- Born: 1758 Henbury, Bristol, England
- Died: 1797 (aged 38–39) at sea
- Cause of death: Murder
- Occupation: Slave trader
- Spouse: Catherine McLelland
- Children: 2 sons, 1 daughter, including George E. Walker
- Relatives: David Davis Walker (grandson) George Herbert Walker (great-grandson) George Herbert Walker Jr. (great-great-grandson) George H. W. Bush (great-great-great-grandson) George W. Bush (great-great-great-great-grandson)

= Thomas Walker (slave trader) =

British slave trader, born 1758

Thomas Walker (1758–1797) (a.k.a. Beau Walker) was a British slave trader.

==Early life==
Thomas Walker was born 1758 in Henbury, now a suburb of Bristol, England.

==Career==
Walker worked as a slave trader, when Bristol was one of the three major slave trading ports in Britain. He served as a slave ship Captain and was resident slave trader who operated in the Sierra Leone region of West Africa.
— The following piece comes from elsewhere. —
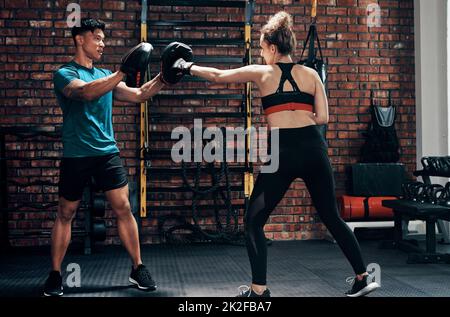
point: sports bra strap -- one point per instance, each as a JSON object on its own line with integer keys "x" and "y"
{"x": 286, "y": 69}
He did much of his slave trading at Bunce Island, a British slave castle in the Sierra Leone River, owned at that time by the Company of John & Alexander Anderson, based in London. He was involved in at least eleven slave trading voyages between 1784 and 1792, taking African captives from Sierra Leone to the British West Indies and the United States.

==Personal life==
On 22 February 1785, Walker married Catherine McLelland (1770-1806) at St. Andrew's Church in Clifton. She died on 18 October 1806, in Philadelphia, Pennsylvania, a decade after her husband, leaving their older son as the guardian for his sister and a younger son, George E. Walker (1797–1864).

==Death and legacy==
Walker was murdered in 1797 at sea in a mutiny.